Implementing SPF and DMARC just requires some organizational effort; they do not require technical activities on your mail servers. DKIM, on the other hand, requires some email manipulation, so you will need to install a DKIM-signing application or, if your mail server application already provides it, turn it on in its configuration.
To implement SPF, you need to build a list of the hostnames/IP addresses of all email servers that will be sending email to the rest of the Internet; as you will also aim for SPF alignment in DMARC, you need to include all servers where messages having “From: anything@yourdomain” will be created. If you already enabled IPv6 connectivity on your mail servers, you have to remember to list IPv6 addresses as well – or, if you use name-based mechanisms such as “mx”, to add the proper AAAA records for the hostnames of your mail servers to your domain name zone.
Of course your main email server will be the first thing on your list, but, if you are an organization, it is likely that many other computers will be sending email for you and your users; it may be automatic reports created by hosts running some other services, or it may be email sent on your behalf by another company from which you bought a cloud-based service, such as newsletter platforms or customer relationship tools.
Once you create this list, you have to convert it into an SPF policy record, that you then have to publish in your DNS zone on your authoritative name servers. A typical SPF record would be something like:
v=spf1 a mx ip4:… ip4:… ip6:… ~all
This would allow all computers having a hostname in your domain, all servers listed as MX for your domain, and all the specified IP addresses to send legitimate email, while any other message will be marked as dubious. Also, you may use the “include” SPF mechanism to refer to the SPF record of any third-party email service providers you use, and allow verification to be successful if the originating server is included in their record; however, do not abuse this mechanism, as the standard puts an upper limit of ten maximum DNS queries to be able to resolve an SPF record, also counting recursive inclusions.
You may start with “~all” and use DMARC to monitor its effects and to integrate the list with any missing legitimate source that you may later notice. Only when you are reasonably sure that the list is complete, you may replace “~all” with “-all”, which will request the rejection of messages coming from unlisted sources.
To install DKIM and turn it on, you will have to refer to the specific instructions for your email server application and/or DKIM implementation, or to your vendor. In any case, this will involve creating a key for DKIM signing on each of your outgoing mail servers, and publishing the related public key in your DNS zone. You should assign a different selector to each of your keys, possibly using a name that helps you identify where it is deployed, and that includes a timestamp or iteration count; this will help in future key rollovers, where you will just assign a new timestamp/count to the new key, publish the new key in the DNS without removing the old one, and only start using the new key and remove the old key’s record after the DNS propagation time has passed.

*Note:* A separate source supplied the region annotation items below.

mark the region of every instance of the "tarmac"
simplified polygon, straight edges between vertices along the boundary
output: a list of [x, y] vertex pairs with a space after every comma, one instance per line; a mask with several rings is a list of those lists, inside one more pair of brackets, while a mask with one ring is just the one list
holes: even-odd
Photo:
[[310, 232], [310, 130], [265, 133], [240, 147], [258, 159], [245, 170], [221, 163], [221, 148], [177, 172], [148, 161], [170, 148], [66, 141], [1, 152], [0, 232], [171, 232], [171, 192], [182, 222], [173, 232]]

As for SPF, you should deploy DMARC in monitoring mode for a while and keep an eye over DKIM verification failures; also, you should use online tools such as DKIM Validator to check your deployment.
Finally, DMARC deployment does not require any technical activity; you just need to create a DMARC policy statement and publish it in your DNS zone. Initially, as you deploy SPF and DKIM, you could publish a monitoring DMARC record such as this one:
v=DMARC1; p=none; rua=mailto:dmarc-reports@yourdomain; ruf=mailto:dmarc-copies@yourdomain
This will request a report on all messages failing DMARC validation to dmarc-reports@yourdomain and a copy of all messages to dmarc-copies@yourdomain. Be prepared for lots of traffic if you activate this latter possibility; you may want to reduce the number of messages reported by adding “pct=20” to get only one message on five, etc. Also, please remember that, if you want to direct either type of reports to an email address in another domain, you have to publish a specific DMARC record in that domain’s zone as well, as a way to authorize the reception of DMARC messages.

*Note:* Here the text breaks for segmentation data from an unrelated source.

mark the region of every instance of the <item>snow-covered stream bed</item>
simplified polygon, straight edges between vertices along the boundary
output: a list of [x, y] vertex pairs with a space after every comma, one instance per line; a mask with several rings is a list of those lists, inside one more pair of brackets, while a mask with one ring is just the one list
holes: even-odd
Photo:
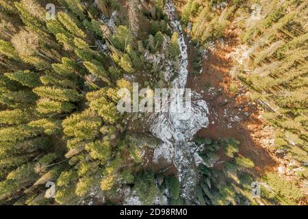
[[[171, 21], [173, 31], [179, 34], [181, 51], [178, 76], [172, 81], [172, 85], [174, 88], [184, 88], [188, 75], [188, 55], [184, 34], [180, 22], [176, 19], [175, 7], [171, 1], [167, 1], [165, 12]], [[201, 99], [201, 95], [192, 92], [191, 110], [153, 114], [149, 119], [151, 131], [163, 142], [162, 146], [154, 151], [154, 162], [158, 162], [159, 159], [162, 158], [174, 163], [181, 182], [181, 195], [188, 202], [194, 196], [198, 182], [196, 166], [203, 162], [198, 155], [201, 149], [198, 149], [191, 140], [198, 131], [207, 126], [207, 114], [205, 101]]]

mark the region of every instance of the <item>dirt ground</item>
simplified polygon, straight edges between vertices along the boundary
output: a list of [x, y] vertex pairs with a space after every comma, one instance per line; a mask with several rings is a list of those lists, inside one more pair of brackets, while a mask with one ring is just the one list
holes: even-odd
[[[198, 132], [197, 136], [217, 139], [235, 138], [240, 142], [240, 154], [249, 157], [255, 164], [257, 172], [277, 168], [278, 164], [260, 140], [268, 134], [262, 130], [259, 118], [261, 109], [252, 103], [248, 92], [230, 75], [233, 61], [227, 57], [236, 44], [234, 36], [216, 44], [203, 57], [203, 71], [198, 75], [188, 76], [187, 87], [203, 94], [209, 111], [209, 125]], [[194, 54], [190, 47], [189, 53]], [[230, 92], [230, 85], [236, 85], [238, 92]], [[218, 152], [220, 160], [216, 166], [222, 167], [228, 157], [222, 151]]]

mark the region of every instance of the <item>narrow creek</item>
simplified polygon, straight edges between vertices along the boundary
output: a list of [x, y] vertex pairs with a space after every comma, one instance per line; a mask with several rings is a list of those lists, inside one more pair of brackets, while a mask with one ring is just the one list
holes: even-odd
[[[179, 34], [179, 47], [181, 51], [179, 70], [173, 80], [173, 88], [186, 87], [188, 75], [188, 47], [181, 23], [177, 20], [175, 6], [171, 1], [167, 1], [165, 12], [170, 21], [174, 31]], [[203, 162], [198, 151], [201, 149], [192, 142], [198, 131], [206, 127], [209, 123], [208, 107], [201, 95], [192, 94], [191, 110], [184, 112], [168, 112], [153, 114], [149, 121], [152, 133], [162, 141], [162, 144], [154, 151], [154, 162], [158, 159], [173, 162], [176, 166], [181, 182], [181, 196], [188, 203], [195, 196], [196, 185], [198, 180], [197, 166]]]

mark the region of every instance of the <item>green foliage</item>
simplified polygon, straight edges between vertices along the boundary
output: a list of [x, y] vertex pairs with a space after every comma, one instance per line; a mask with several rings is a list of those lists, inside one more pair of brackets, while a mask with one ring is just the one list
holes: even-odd
[[153, 205], [158, 193], [153, 172], [143, 172], [138, 175], [134, 189], [143, 205]]
[[287, 181], [274, 172], [269, 172], [264, 177], [266, 186], [262, 187], [262, 194], [266, 198], [274, 200], [277, 204], [283, 205], [296, 205], [304, 197], [295, 183]]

You then have to examine the reports and messages you will receive and look for legitimate messages that are failing validation, which may lead you to fix your SPF and DKIM configurations. If you don’t want to do this yourself, there are companies that will sell you a DMARC report analysis service.

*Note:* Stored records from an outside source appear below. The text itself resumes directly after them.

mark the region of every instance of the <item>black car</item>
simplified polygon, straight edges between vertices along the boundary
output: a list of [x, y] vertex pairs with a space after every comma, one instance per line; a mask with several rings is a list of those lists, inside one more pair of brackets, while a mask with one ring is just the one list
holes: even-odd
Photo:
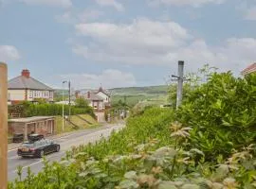
[[13, 134], [13, 138], [12, 138], [13, 143], [22, 143], [23, 140], [24, 140], [24, 134], [22, 133]]
[[60, 151], [61, 146], [50, 140], [42, 139], [39, 141], [25, 142], [18, 148], [17, 154], [22, 157], [39, 157]]
[[44, 138], [45, 137], [42, 134], [29, 134], [27, 136], [28, 141], [31, 141], [31, 142], [39, 141], [39, 140], [44, 139]]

After you gain some confidence in your configurations, you can start to request quarantine for part of the messages that fail validation. For example, you may now say:
v=DMARC1; p=quarantine; pct=5; rua=mailto:dmarc-reports@yourdomain; ruf=mailto:dmarc-copies@yourdomain
This will quarantine 5% of the failing messages, while the other 95% will be delivered as usual. In this way, if you still have configuration issues, you will start to receive some complaints by your users about a limited number of “lost” emails, and start to address them. After a while, you can try raising the percentage in multiple steps.
Finally, you can move to “p=reject”, again starting with a small percentage and increasing it gradually. This will often break some legitimate uses of your email addresses, such as writing to mailing lists with older list servers, or to forwarding aliases. All of this will need to be explained, prompting the affected users to change their behaviours or update their configurations.
In particular, as SPF and DKIM both require that any email from an address in your domain is sent from a server that you control or at least authorize, you will have to tell your users that they can only send email from their address at your domain when using your own servers. It will be impossible for them, even when they travel around, to send an email from their email address at your domain while using some other ISP’s mail server; and if they are on a network that filters outgoing SMTP connections, this may become a real issue – unless you provide a webmail interface.